Three years after its 2015 release, the lightweight application protocol HTTP/2 is still growing in usage and increasingly being supported by major cloud computing providers. (What’s HTTP?).

The Current State of HTTP adoption

Perhaps an important first question is ‘Is HTTP/1 still around?’, to which the answer is yes; however, HTTP/2 usage is gaining traction, with an almost 15% increase from January 2017 through to January 2018.

The use of proprietary vendor protocols and in-house protocols is steadily decreasing, confirming that the industry at large tends to favor open standards over closed solutions, a survey by the Eclipse Foundation showed said in late April.

Interestingly, traditional servers are not the only candidates for a HTTP/2 upgrade, with Microsoft announcing HTTP/2 support for its Azure platform last month. Notably, as the cloud service provider commented when announcing this release, HTTP/2 compatibility is its top customer request.

“The Azure App Service team is happy to announce the global deployment of support for the HTTP/2 protocol for all apps hosted on App Service. HTTP/2 has been the top customer request we have received, and we are excited to light up support!”.

This news is indicative of the continuing demand of the new protocol, despite the time that’s elapsed since its release.

What’s Changed in HTTP/2

Of the many updates to the protocol, perhaps the most noteworthy is the use of multiplexing which reduces the overhead of transporting data over the web by merging streams (requests for things such as images, or text) into one request, reducing 10 interactions between a client (mobile phone, tablet, etc) and server to one request.

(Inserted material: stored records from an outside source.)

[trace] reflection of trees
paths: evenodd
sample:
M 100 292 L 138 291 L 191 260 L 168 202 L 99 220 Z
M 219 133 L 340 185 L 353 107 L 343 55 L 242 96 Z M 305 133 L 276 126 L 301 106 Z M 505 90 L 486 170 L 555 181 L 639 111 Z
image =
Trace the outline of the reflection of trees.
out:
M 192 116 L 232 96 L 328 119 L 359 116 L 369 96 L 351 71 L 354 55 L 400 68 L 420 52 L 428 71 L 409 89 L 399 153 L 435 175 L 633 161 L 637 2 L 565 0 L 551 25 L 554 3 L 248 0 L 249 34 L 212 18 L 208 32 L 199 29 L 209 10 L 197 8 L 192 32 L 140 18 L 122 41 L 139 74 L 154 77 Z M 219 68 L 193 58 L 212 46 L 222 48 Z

Network optimisation provider Cloudflare said of the upgrade (referring to the growing complexity of internet applications): “HTTP/1.1 wasn’t designed for this kind of complexity. HTTP/2 is optimized for the modern website, improving performance without complicated hacks like domain sharding and file concatenation”.

Furthermore, developers are now able to deploy applications without investing as much time optimising performance, this is because HTTP/2 comes with many of these features out of the box. With this in mind, it is clear why both customers and cloud vendors such as Microsoft’s Azure and Cloudflare (who can better help their users) are benefitting from HTTP/2.

What’s next for HTTP/2?

The HTTP Working Group says “If the negotiation mechanism introduced by HTTP/2 works well, it should be possible to support new versions of HTTP much more easily than in the past”.

Great news for users as the protocol continues to evolve to meet the ever-changing needs of the web.